Les 35 heures des parents et les 45 minutes de récré des enfants
Il faut dire que la réforme Peillon cherchait tellement à ménager la chèvre et le choux qu’elle n’a réussi qu’à motiver les mécontents. Effectivement, libérer les enfants 45 minutes plus tôt chaque jour ne permettait pas vraiment de leur proposer de faire une activité. Plutôt que de tenter une réforme de fond (par exemple, un vrai allègement de la scolarité de l’après-midi pendant 1h30 à 2h au profit d’activités, une diminution des temps de vacances, comme cela se pratique à peu près partout en Europe), l’ancien ministre de l’Education a ménagé tout le monde et n’a donc créé que du mécontentement en laissant en suspens la question du financement et de l’organisation de ces nouvelles activités et en laissant chaque municipalité s’organiser, ce qui, pour beaucoup d’enfants se résume à avoir 45 minutes d’étude ou de récré en plus.
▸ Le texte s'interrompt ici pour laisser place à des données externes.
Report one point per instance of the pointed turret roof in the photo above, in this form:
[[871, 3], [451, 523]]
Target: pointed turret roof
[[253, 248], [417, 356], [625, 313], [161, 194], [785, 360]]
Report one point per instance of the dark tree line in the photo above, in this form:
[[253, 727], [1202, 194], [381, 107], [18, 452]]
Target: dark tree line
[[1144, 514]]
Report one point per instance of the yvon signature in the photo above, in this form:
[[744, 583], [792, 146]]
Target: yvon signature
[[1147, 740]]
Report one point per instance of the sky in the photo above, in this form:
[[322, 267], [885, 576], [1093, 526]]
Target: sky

Lyon choisit donc de consacrer le vendredi après-midi aux activités, ça tombe bien, c’est le moment où beaucoup de parents ont du temps depuis les 35h. Quant aux coûts, alors que beaucoup de communes ont choisit de prendre en charge le coût de quelques animateurs, Lyon propose aux parents de payer (2 à 19 euros par mois selon le quotient familial) en s’appuyant sur sa structure des mercredis de Lyon pour les prolonger. Pour faciliter la structuration des activités, Lyon préfère garder la main. Exit donc un dialogue entre associations et structures publiques pour imaginer des solutions… Lyon répond en disant que c’est trop compliqué et préfère faire par elle-même avec ses propres animateurs. On comprend pourquoi : la réforme ne donnant aucune piste pour favoriser ce dialogue et imaginer des solutions de financement.
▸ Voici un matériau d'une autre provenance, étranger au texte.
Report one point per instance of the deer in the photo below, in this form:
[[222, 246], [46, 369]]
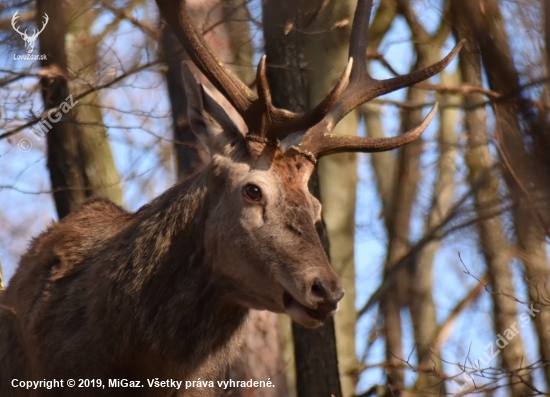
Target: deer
[[29, 40], [163, 293]]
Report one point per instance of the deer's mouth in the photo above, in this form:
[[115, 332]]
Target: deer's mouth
[[303, 314]]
Le (mauvais) choix de l’efficacité
En fait, comme d’habitude avec la politique, on se rend compte que si un bout de concertation existe (on écoute… et puis, on s’en torche), le dialogue et la coconstruction sont nuls et la démocratie de façade (au final, le recteur tranchera – et vous le voyez retoquer le projet lyonnais quand bien même toutes les écoles auraient voté contre ?). Le politique applique ses choix, opte pour la simplicité, l’efficacité organisante. Visiblement, nul ne sait rien des activités qui seront proposées (ça sera l’équivalent de ce que proposent les mercredis de Lyon, le vendredi, ne nous leurrons pas – même si pour l’instant ces derniers sont moins chers). La participation des associations ne se fera qu’à la marge…
Ce qui est dommage, c’est que la réforme, si elle avait été mieux pensée, plus radicale, aurait pu à la fois transformer l’école (ramener l’école de 4h à 5h de cours par jours, diminuer les vacances des enfants, amener des professionnels extérieurs à l’école dans l’école pour y apporter de nouvelles activités de qualité), améliorer le rythme scolaire des enfants (avec des après-midis consacrées au sport et aux activités) et développer la vie associative (en puisant dans le vivier associatif pour développer des activités stimulantes, en lien avec l’école). On en est bien loin.
Au lieu de cela, on fait grossir le mécontentement : des profs, des associations, des parents… Des enfants ? Non, eux, tout le monde s’en moque ! Qu’ils continuent à s’emmerder et à se plier à la discipline ! Non, mais.